In the above example, example-memcached is the application instance and memcached-operator is the Operator. The Operator has a CRD definition and container image that includes the Operator controller code to manage Operator CRD.

Let's discuss the Operator based applications from a backup and restore operations viewpoint. In the above example, the application contains three pods at that given time. Backing up these three pods as part of the application backup and then restoring these three pods do not sufficiently addresses the example-memcached needs. The restored pods are not associated with the Operator and the Operator controller cannot be used to manage restored the application.
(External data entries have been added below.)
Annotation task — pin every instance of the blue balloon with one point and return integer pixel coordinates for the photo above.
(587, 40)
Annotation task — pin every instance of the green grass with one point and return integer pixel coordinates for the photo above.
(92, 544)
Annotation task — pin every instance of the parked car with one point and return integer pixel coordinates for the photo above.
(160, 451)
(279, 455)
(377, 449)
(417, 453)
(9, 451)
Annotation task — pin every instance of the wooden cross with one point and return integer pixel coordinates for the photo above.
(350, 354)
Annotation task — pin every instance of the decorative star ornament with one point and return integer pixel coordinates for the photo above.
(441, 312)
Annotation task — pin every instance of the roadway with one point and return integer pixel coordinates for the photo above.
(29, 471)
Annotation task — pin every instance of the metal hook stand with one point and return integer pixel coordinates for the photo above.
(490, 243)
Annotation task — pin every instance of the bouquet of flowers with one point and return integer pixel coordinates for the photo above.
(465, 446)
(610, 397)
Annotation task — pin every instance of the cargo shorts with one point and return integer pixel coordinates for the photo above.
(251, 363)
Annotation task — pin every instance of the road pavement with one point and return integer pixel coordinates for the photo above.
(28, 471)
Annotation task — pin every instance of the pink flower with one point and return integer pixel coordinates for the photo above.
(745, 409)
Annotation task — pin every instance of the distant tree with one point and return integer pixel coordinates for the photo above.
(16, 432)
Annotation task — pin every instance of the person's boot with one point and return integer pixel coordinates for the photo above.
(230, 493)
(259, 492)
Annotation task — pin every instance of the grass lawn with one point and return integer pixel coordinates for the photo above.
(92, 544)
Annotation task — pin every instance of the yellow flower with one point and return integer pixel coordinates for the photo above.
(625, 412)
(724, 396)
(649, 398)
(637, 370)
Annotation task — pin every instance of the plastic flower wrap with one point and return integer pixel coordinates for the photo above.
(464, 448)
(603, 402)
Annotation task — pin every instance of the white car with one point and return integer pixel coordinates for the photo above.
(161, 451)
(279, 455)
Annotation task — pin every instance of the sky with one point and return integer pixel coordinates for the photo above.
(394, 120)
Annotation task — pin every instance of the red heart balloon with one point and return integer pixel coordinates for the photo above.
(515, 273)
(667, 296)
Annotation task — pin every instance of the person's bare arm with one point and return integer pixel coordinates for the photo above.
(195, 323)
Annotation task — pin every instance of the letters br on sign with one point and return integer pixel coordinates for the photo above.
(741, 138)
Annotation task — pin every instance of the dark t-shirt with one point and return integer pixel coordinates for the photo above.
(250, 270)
TrilioVault backups include the Operator CRD, its image, application CR and all the resources are created by the Operator as backup image. When a backup is restored, TrilioVault will restore the Operator (if not already present), create the application using the Operator and will restore the data from the backup images. Hence, TrilioVault restored applications can still be managed using an Operator. For example, user can grow the size of memcached 4 by using Operator functionality.

Label and Selectors based Applications

Helm Charts and Operators cover a wide range of applications deployments in Kubernetes. However, there may be applications that can be identified by Labels. TrilioVault supports backup and recovery of these applications as well.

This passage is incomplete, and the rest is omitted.